Riporto l'esempio di un prepagato di 24 settimane (circa sei mesi) che da diritto ad avere prodotti biologici freschi consegnati a casa e a disposizione di tutti i docenti, del personale e degli studenti della Johns Hopkins. L'iscrizione doveva avvenire prima del 9 marzo del 2010. Tale iscrizione nella Stagione 2010 parte dall’ 8 giugno e finisce il 16 novembre (24 settimane) il ritiro della cassetta è ogni martedì dalle ore 15 e 30 alle 16 e 30 in un garage di un componente della Comunità. Prima al 9 marzo, una ripartizione dei costi completo 490 dollari che corrispondono a 366 Euro (20,42 dollari a settimana) Dopo il 9 marzo, una quota totale dei costi 550 dollari (22,92 dollari a settimana che corrispondono a 15 Euro a settimana).

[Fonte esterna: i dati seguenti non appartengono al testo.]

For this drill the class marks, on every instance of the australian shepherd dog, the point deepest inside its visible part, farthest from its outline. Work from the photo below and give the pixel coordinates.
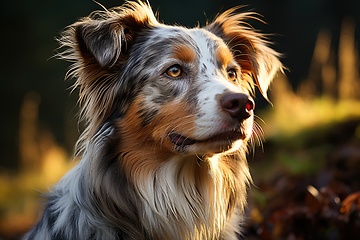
(169, 113)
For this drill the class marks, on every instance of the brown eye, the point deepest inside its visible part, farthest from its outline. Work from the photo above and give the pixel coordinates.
(174, 71)
(232, 76)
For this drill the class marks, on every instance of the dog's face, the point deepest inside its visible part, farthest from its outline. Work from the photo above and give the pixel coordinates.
(182, 90)
(192, 97)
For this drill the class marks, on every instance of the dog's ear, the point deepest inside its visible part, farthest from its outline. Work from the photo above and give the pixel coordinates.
(108, 35)
(249, 47)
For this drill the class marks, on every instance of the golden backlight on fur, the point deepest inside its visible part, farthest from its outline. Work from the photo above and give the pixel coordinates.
(168, 113)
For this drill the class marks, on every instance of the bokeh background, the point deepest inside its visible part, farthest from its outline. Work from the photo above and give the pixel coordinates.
(306, 173)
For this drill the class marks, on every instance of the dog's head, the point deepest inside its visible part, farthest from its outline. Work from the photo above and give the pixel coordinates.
(183, 90)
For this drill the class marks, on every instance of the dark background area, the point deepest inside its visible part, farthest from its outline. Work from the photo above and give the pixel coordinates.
(30, 27)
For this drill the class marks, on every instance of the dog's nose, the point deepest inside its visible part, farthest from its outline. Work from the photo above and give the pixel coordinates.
(238, 105)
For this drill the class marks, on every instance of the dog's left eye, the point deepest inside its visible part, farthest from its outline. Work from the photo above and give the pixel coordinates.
(174, 71)
(232, 76)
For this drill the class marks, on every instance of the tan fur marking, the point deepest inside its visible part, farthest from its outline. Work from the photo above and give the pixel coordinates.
(147, 147)
(224, 56)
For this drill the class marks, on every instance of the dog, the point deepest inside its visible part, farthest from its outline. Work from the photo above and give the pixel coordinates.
(169, 115)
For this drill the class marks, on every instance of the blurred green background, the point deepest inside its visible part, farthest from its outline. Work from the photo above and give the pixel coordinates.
(312, 131)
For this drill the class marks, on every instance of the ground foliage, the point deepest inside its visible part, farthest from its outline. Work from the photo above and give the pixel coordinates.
(308, 186)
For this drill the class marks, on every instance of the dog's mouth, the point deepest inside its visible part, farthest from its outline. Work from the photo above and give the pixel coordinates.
(228, 136)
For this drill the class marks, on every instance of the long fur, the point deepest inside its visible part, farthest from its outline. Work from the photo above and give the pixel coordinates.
(138, 178)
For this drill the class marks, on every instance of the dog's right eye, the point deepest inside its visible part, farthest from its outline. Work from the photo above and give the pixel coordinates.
(174, 71)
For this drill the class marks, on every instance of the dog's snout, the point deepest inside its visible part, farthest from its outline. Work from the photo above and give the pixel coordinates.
(237, 105)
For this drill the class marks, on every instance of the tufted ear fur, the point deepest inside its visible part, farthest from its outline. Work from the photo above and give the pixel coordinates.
(249, 47)
(98, 45)
(106, 36)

Il prezzo di una quota, divisa in 24 settimane, è molto ragionevole, soprattutto rispetto ai costi del cibo al supermercato.
Ma vediamo che cosa è incluso in una quota settimanale CSA:
I soci ricevono otto varietà di prodotti biologici tutte le settimane. Come esempio la cassetta di una settimana potrebbero essere: 1 mazzetto di foglie di lattuga, 1 cestino di un chilo di pomodori, 1 melanzana grande, 3 cetrioli, 3 peperoni, 2 mazzi di cavolo, 1 cestino di patate e 1 chilo di cocomero intero.
Anche se gli elementi variano con la stagione e le condizioni di crescita, i membri in genere si aspettano un flusso costante di verdure a foglia verde come spinaci, lattuga, bietole e cavoli in aggiunta alle raccolte stagionali di frutta, cetrioli, pomodori, mais, zucchine, zucca, erbe, patate dolci e meloni, solo per citarne alcuni.
Come ci si iscrive?
Ci si iscrive e si paga on-line utilizzando un assegno o carta di credito.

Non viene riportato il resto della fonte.